Anslem Feuerbach completed "Plato's Symposium" in 1869. The three-by-six meter work by far failed to achieve the reception that Feuerbach had hoped for. The subject of the composition is Plato's work on the nature of Eros. The viewer witnesses the festive gathering at the home of tragedian Agathon. He has just won a prize for a play and is celebrating with his friends, including Socrates and the comic poet Aristophanes.
They are engrossed in a serious discussion of sensuality, the stepwise path, platonic love, and pedagogical Eros. From the left, a loud and buoyant procession enters the broad stage: The drunken youth Alkibiades and his bacchanalian following seek to join the crowd of well-wishers, and Agathon welcomes him with an elegant gesture and a drink.

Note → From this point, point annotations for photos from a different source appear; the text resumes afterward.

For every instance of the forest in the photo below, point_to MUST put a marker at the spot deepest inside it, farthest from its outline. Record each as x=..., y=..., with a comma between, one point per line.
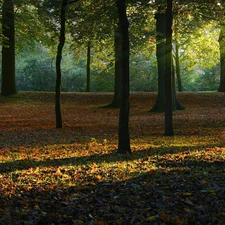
x=112, y=112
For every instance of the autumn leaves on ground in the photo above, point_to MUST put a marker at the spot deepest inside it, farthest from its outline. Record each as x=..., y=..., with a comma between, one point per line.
x=74, y=176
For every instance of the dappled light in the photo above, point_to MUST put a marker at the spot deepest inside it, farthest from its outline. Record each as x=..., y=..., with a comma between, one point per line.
x=74, y=176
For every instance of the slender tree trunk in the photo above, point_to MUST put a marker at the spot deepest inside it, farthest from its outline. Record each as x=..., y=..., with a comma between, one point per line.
x=177, y=66
x=58, y=65
x=222, y=58
x=160, y=54
x=159, y=105
x=8, y=49
x=124, y=136
x=168, y=76
x=116, y=98
x=88, y=67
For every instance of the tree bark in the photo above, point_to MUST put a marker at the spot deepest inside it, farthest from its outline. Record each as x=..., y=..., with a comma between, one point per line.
x=168, y=75
x=116, y=98
x=8, y=49
x=177, y=66
x=88, y=84
x=160, y=54
x=58, y=65
x=124, y=136
x=159, y=105
x=222, y=58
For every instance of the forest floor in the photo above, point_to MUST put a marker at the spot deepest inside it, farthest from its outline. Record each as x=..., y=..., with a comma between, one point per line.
x=74, y=176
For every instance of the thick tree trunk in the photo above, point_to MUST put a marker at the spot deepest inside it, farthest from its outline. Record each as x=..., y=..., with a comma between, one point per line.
x=222, y=58
x=168, y=75
x=8, y=49
x=88, y=84
x=124, y=136
x=58, y=65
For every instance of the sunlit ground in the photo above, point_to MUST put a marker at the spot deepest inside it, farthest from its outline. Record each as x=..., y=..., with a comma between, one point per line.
x=172, y=180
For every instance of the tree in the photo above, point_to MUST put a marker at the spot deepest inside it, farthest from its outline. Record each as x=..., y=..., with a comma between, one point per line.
x=62, y=38
x=58, y=65
x=8, y=49
x=88, y=82
x=168, y=71
x=222, y=58
x=161, y=21
x=124, y=136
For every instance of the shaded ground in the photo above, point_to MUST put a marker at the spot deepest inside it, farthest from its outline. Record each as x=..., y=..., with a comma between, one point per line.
x=73, y=176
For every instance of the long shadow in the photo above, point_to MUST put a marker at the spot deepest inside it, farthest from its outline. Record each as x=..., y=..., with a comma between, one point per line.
x=163, y=197
x=85, y=160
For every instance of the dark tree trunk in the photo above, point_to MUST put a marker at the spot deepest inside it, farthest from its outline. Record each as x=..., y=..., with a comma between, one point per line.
x=177, y=66
x=8, y=49
x=160, y=54
x=222, y=58
x=88, y=67
x=116, y=98
x=168, y=75
x=124, y=136
x=58, y=65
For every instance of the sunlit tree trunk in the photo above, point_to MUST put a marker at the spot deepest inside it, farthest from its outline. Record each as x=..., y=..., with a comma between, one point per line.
x=8, y=49
x=159, y=105
x=116, y=98
x=168, y=72
x=58, y=65
x=222, y=58
x=124, y=136
x=177, y=66
x=88, y=84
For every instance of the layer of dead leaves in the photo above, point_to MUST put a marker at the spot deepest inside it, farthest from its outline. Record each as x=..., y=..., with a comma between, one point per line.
x=74, y=176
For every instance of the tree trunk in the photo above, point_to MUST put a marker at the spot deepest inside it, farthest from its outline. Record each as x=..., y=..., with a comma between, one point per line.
x=58, y=65
x=177, y=66
x=124, y=136
x=168, y=74
x=8, y=49
x=88, y=67
x=116, y=98
x=160, y=54
x=222, y=58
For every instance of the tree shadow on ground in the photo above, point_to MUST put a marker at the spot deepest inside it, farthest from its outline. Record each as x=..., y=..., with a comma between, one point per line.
x=182, y=195
x=25, y=164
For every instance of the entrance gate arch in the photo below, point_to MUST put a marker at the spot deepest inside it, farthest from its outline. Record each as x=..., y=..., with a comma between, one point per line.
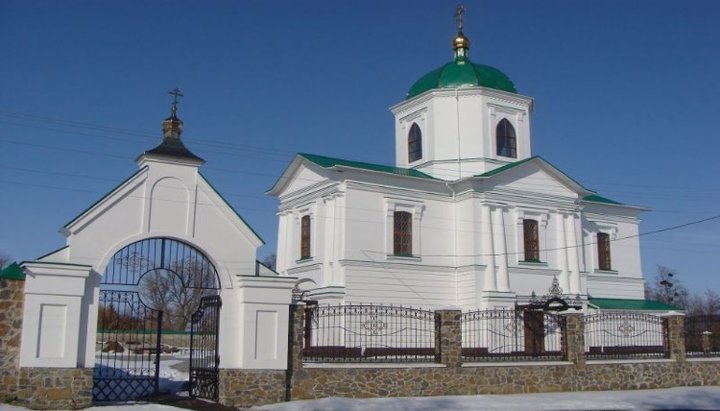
x=149, y=286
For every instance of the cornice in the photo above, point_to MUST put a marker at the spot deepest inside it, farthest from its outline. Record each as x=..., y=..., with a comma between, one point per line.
x=318, y=190
x=380, y=265
x=492, y=94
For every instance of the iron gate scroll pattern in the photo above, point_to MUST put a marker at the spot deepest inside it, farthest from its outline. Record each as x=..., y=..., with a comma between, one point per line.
x=127, y=364
x=511, y=335
x=702, y=335
x=368, y=333
x=624, y=335
x=204, y=358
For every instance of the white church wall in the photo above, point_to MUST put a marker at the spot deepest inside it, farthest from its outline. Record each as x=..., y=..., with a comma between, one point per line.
x=400, y=284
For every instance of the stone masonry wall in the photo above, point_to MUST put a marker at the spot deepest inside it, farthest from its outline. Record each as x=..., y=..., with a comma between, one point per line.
x=55, y=388
x=11, y=312
x=450, y=377
x=245, y=388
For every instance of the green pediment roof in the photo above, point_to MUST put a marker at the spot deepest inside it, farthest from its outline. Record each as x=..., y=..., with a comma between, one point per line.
x=600, y=199
x=462, y=73
x=13, y=272
x=628, y=304
x=328, y=162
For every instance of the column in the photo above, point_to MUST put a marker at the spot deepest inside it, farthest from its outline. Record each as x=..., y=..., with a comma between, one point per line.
x=490, y=283
x=503, y=276
x=280, y=263
x=572, y=252
x=562, y=243
x=328, y=216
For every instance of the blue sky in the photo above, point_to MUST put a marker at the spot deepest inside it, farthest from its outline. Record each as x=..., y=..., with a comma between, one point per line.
x=626, y=100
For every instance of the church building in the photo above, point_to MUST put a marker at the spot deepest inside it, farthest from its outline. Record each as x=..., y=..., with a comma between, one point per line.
x=467, y=216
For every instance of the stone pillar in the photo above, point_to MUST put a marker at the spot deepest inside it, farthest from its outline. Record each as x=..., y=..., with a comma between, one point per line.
x=11, y=311
x=674, y=328
x=295, y=337
x=573, y=338
x=448, y=337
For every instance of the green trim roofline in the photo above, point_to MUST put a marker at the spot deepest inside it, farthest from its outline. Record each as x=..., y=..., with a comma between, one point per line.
x=630, y=304
x=590, y=197
x=13, y=272
x=105, y=196
x=329, y=162
x=231, y=207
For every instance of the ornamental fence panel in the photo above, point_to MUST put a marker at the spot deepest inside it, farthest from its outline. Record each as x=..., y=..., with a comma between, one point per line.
x=511, y=335
x=702, y=336
x=368, y=333
x=622, y=335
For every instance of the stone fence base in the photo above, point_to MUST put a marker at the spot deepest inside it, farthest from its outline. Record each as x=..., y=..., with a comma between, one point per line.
x=392, y=381
x=246, y=388
x=55, y=388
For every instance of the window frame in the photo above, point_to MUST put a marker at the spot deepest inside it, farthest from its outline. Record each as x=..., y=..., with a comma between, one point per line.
x=414, y=143
x=604, y=251
x=305, y=237
x=416, y=210
x=531, y=240
x=505, y=143
x=402, y=234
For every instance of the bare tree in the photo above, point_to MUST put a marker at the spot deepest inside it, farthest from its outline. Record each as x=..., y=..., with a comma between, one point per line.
x=705, y=304
x=270, y=261
x=177, y=292
x=4, y=260
x=667, y=288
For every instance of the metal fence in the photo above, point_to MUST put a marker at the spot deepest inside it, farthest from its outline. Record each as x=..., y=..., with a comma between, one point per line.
x=621, y=335
x=368, y=333
x=510, y=335
x=702, y=336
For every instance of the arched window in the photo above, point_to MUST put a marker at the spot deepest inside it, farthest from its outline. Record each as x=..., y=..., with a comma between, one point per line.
x=506, y=140
x=604, y=251
x=414, y=143
x=402, y=233
x=532, y=240
x=305, y=237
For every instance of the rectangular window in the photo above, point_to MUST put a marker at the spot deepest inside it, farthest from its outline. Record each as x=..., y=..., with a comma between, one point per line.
x=532, y=241
x=402, y=233
x=604, y=251
x=305, y=237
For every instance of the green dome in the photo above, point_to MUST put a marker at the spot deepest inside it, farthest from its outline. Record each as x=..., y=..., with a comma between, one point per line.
x=461, y=73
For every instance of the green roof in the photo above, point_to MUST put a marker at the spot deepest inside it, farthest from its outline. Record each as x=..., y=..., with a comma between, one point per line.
x=328, y=162
x=231, y=207
x=506, y=167
x=13, y=272
x=459, y=73
x=627, y=304
x=599, y=199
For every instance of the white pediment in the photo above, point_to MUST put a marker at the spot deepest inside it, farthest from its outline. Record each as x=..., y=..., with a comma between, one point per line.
x=538, y=176
x=298, y=177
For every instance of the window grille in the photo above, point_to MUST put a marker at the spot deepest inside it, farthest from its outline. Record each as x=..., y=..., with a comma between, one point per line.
x=414, y=143
x=532, y=242
x=402, y=233
x=506, y=140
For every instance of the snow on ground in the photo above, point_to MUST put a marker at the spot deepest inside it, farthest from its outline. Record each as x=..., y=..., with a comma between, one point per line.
x=685, y=398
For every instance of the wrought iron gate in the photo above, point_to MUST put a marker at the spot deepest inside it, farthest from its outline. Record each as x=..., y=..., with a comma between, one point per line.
x=129, y=347
x=204, y=358
x=132, y=303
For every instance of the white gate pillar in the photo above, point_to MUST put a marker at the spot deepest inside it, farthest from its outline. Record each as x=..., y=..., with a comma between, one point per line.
x=254, y=323
x=54, y=322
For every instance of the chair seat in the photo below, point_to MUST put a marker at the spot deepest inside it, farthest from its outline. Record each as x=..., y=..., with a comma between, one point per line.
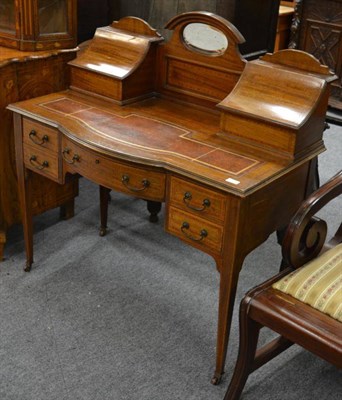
x=318, y=283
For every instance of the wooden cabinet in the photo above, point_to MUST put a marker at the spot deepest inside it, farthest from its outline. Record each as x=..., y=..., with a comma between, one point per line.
x=317, y=29
x=38, y=24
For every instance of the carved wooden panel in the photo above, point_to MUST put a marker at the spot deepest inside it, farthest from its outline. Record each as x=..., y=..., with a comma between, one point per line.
x=317, y=29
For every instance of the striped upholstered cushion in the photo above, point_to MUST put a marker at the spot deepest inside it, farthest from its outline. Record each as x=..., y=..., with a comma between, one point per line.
x=318, y=283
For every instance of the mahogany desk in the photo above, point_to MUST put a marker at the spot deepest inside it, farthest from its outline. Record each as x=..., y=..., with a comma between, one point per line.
x=229, y=178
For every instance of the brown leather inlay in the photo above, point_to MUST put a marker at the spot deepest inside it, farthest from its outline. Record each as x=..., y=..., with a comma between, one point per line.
x=149, y=133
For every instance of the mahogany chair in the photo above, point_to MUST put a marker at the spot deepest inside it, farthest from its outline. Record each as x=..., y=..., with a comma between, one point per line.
x=303, y=305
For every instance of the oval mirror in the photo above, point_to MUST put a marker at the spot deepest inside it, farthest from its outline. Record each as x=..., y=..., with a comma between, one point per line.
x=204, y=38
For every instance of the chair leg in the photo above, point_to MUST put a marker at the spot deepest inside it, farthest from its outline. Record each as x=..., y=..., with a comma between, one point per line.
x=249, y=334
x=104, y=199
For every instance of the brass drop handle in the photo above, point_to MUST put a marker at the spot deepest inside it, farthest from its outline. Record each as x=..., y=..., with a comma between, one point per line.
x=72, y=160
x=36, y=164
x=187, y=198
x=125, y=180
x=33, y=137
x=186, y=226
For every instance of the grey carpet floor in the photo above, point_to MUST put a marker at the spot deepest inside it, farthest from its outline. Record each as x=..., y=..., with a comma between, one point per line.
x=132, y=315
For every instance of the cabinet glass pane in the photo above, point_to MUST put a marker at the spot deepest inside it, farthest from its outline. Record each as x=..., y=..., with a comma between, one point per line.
x=7, y=16
x=53, y=16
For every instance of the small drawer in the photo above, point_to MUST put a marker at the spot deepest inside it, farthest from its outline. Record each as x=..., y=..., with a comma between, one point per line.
x=40, y=135
x=197, y=199
x=197, y=231
x=139, y=182
x=41, y=161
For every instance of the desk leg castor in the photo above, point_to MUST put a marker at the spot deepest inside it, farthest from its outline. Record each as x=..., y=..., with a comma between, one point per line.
x=154, y=208
x=216, y=379
x=103, y=230
x=28, y=266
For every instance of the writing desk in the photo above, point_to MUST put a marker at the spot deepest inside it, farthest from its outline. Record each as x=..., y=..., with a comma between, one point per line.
x=229, y=175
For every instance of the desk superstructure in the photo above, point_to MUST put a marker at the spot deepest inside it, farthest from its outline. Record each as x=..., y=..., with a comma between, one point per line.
x=229, y=146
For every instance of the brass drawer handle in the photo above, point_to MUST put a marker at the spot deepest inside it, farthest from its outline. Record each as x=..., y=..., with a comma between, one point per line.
x=35, y=163
x=185, y=226
x=187, y=198
x=75, y=157
x=125, y=181
x=33, y=137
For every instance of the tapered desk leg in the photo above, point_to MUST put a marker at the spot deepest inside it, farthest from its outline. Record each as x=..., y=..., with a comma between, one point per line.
x=2, y=243
x=25, y=197
x=229, y=274
x=24, y=191
x=104, y=199
x=229, y=265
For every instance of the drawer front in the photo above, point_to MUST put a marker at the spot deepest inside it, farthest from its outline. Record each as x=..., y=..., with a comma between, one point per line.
x=40, y=135
x=139, y=182
x=41, y=161
x=197, y=231
x=197, y=200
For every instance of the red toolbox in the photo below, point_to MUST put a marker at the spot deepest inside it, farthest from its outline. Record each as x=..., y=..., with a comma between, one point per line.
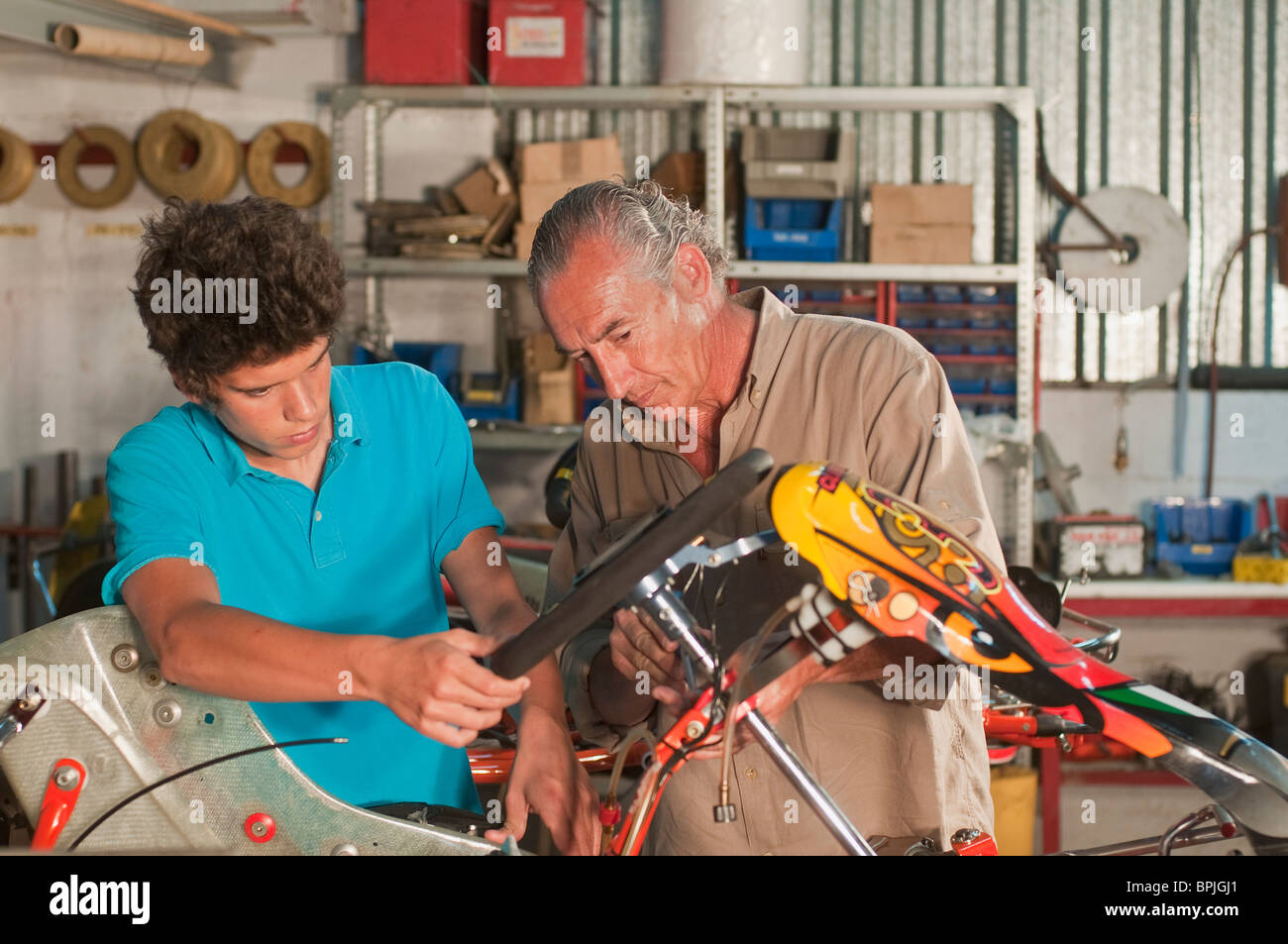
x=425, y=42
x=537, y=43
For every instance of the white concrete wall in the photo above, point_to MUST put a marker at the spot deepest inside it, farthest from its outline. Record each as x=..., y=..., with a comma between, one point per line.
x=71, y=343
x=1083, y=426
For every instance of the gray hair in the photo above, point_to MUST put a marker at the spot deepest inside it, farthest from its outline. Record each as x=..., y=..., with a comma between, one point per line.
x=639, y=219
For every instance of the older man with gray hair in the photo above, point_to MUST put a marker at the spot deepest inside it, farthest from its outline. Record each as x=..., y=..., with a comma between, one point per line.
x=630, y=283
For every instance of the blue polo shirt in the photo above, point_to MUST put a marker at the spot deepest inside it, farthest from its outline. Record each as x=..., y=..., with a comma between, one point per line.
x=361, y=556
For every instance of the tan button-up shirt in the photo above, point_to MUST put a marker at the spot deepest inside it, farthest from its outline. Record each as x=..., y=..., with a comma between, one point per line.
x=871, y=399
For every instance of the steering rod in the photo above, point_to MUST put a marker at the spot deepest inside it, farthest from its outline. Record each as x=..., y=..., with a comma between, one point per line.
x=655, y=596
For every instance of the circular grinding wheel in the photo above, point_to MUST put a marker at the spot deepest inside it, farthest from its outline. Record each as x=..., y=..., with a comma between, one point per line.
x=67, y=166
x=16, y=165
x=213, y=172
x=1159, y=256
x=262, y=154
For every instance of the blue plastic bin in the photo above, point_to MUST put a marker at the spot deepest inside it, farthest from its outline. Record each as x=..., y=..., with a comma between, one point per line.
x=802, y=231
x=966, y=385
x=441, y=360
x=1199, y=535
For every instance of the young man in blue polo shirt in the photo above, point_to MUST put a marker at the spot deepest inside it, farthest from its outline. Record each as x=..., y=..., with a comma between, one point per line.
x=282, y=533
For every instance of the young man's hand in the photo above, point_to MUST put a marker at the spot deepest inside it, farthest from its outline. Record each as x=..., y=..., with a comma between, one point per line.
x=434, y=684
x=546, y=780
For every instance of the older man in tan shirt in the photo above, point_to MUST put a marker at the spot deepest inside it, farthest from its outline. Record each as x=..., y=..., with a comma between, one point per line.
x=630, y=283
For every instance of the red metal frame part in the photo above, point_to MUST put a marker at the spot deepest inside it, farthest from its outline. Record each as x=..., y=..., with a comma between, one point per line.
x=649, y=789
x=58, y=805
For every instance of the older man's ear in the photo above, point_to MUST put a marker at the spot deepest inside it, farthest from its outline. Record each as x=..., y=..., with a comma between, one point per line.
x=692, y=278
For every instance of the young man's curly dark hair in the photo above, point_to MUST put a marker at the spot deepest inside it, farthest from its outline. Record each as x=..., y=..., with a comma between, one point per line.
x=299, y=286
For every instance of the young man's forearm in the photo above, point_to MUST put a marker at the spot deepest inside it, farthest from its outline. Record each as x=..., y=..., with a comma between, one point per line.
x=506, y=620
x=235, y=653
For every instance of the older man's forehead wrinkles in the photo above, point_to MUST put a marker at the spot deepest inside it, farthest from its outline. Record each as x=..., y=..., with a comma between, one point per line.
x=609, y=329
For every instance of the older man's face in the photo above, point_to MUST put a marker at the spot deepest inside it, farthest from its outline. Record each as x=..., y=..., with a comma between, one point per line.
x=644, y=344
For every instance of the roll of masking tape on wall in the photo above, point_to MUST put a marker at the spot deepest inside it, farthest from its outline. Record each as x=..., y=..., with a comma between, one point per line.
x=735, y=43
x=16, y=165
x=262, y=156
x=160, y=149
x=67, y=166
x=78, y=39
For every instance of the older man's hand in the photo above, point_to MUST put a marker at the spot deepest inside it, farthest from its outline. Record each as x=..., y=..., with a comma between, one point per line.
x=638, y=646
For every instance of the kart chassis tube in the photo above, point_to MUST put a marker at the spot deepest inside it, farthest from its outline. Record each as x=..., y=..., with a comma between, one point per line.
x=612, y=577
x=674, y=618
x=635, y=570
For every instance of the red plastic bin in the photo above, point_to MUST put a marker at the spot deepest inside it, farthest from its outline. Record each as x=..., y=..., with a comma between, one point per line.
x=541, y=43
x=425, y=42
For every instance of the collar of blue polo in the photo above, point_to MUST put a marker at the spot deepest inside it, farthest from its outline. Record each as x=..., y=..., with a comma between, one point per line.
x=349, y=426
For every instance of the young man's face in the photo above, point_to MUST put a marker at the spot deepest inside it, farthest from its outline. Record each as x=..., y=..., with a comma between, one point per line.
x=278, y=410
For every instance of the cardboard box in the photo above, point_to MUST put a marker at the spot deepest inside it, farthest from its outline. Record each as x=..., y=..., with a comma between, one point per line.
x=480, y=193
x=549, y=382
x=523, y=233
x=921, y=204
x=536, y=198
x=576, y=161
x=901, y=243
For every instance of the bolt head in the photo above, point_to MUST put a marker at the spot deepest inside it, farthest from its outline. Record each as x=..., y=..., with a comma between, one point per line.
x=167, y=712
x=125, y=657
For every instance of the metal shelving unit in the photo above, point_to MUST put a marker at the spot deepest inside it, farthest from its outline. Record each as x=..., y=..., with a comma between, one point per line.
x=378, y=102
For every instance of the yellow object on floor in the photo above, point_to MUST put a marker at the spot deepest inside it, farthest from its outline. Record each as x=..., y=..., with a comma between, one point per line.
x=85, y=520
x=1016, y=798
x=1260, y=569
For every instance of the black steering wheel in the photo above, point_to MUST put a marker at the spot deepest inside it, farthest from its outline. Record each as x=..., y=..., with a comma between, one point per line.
x=638, y=554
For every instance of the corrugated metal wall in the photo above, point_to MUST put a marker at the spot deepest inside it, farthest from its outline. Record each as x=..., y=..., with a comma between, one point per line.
x=1124, y=104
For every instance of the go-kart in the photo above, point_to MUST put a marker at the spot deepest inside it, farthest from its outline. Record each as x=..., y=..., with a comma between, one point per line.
x=149, y=765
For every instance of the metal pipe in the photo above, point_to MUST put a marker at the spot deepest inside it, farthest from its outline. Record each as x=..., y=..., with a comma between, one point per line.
x=1150, y=845
x=837, y=823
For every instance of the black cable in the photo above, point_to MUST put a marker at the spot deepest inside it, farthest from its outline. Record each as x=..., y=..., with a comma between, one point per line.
x=163, y=781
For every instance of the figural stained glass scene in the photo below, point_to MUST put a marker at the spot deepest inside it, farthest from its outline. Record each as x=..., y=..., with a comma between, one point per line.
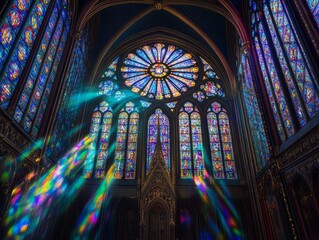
x=159, y=120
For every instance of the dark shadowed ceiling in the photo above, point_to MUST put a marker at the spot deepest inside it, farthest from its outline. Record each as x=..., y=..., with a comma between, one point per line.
x=109, y=22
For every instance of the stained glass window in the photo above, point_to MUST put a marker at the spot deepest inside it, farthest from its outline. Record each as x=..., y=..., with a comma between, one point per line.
x=21, y=13
x=33, y=100
x=314, y=8
x=208, y=70
x=98, y=150
x=160, y=71
x=126, y=142
x=303, y=88
x=254, y=115
x=273, y=85
x=298, y=78
x=66, y=117
x=220, y=142
x=152, y=137
x=191, y=143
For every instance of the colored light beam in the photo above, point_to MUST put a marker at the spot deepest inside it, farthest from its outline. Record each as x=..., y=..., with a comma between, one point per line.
x=29, y=207
x=91, y=212
x=217, y=200
x=8, y=162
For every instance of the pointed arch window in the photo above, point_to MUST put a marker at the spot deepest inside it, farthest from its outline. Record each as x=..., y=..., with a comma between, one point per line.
x=126, y=142
x=18, y=31
x=295, y=66
x=314, y=9
x=66, y=117
x=298, y=81
x=98, y=150
x=220, y=140
x=254, y=114
x=191, y=142
x=152, y=137
x=32, y=103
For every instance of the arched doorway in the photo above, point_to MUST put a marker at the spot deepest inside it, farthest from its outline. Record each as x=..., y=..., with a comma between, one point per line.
x=158, y=223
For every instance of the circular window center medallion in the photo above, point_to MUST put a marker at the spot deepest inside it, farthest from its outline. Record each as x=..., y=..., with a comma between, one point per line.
x=158, y=70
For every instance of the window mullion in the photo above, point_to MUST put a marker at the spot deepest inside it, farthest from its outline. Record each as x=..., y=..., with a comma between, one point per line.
x=126, y=144
x=272, y=90
x=221, y=143
x=97, y=145
x=26, y=111
x=51, y=72
x=17, y=38
x=32, y=54
x=191, y=142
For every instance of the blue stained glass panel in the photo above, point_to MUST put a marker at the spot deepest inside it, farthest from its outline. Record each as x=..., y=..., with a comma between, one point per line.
x=152, y=137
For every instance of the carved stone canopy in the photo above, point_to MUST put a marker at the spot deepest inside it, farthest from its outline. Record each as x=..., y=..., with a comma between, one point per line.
x=157, y=189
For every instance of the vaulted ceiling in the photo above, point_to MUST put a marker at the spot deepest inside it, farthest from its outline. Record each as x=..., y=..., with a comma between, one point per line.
x=208, y=23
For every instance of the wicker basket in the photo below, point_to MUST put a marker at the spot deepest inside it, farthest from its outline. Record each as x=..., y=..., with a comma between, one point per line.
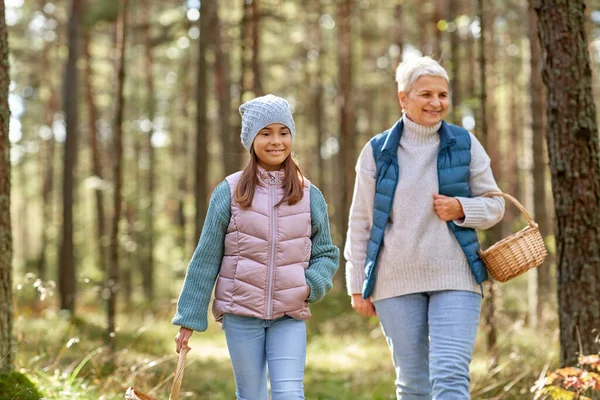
x=134, y=394
x=517, y=253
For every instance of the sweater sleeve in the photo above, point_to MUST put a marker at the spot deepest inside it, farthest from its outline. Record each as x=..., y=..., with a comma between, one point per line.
x=481, y=212
x=203, y=269
x=324, y=256
x=360, y=220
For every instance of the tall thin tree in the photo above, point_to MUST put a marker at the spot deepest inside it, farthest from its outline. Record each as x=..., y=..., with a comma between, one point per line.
x=113, y=263
x=572, y=138
x=95, y=151
x=347, y=135
x=66, y=278
x=150, y=110
x=223, y=91
x=490, y=141
x=6, y=250
x=538, y=128
x=201, y=189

Feuerbach studied the frescoes of Pompeii as a model for the ancient architectural scenery before which this two-part scene is situated, and for the wall paintings, which he himself considered to be the most successful portion of the painting. He put tremendous effort into this work, and into the more richly decorated and coloured version that followed, which is located in Berlin today.
It was to become a summary of his own understanding of the artist's existence, and certainly also of an unresolved discord. Quite suddenly - as the layout of the painting suggests - the world of thinkers, of the intellectually active, meets with the animalism of the youthful Alkibiades, who bears traits of the Apollo Belvedere. Feuerbach's father had been intensively occupied with this subject: the Apollonian and the Dionysian, moderation and abundance confront one another, but are not reconciled. The overall impression of the painting then, as now, was of a work not truly pervaded by life or emotion. Rather, it bears witness to the incredible struggle to find and retain classical measure.
Feuerbach' capacity for spontaneous virtuosity, free from intellectual ballast, is not to be found here. He demonstrated this talent, for example, in the fresh flower works and portraits - as also in his excellent early self-portrait from 1851/52- which hang in the hall dedicated to him in the Kunsthalle. During Feuerbach's lifetime, the marmoreal, pallid colouring and stiffness of the figures was criticized. The fact that this painting ended in private rather than public ownership was the most bitter of disappointments for Feuerbach.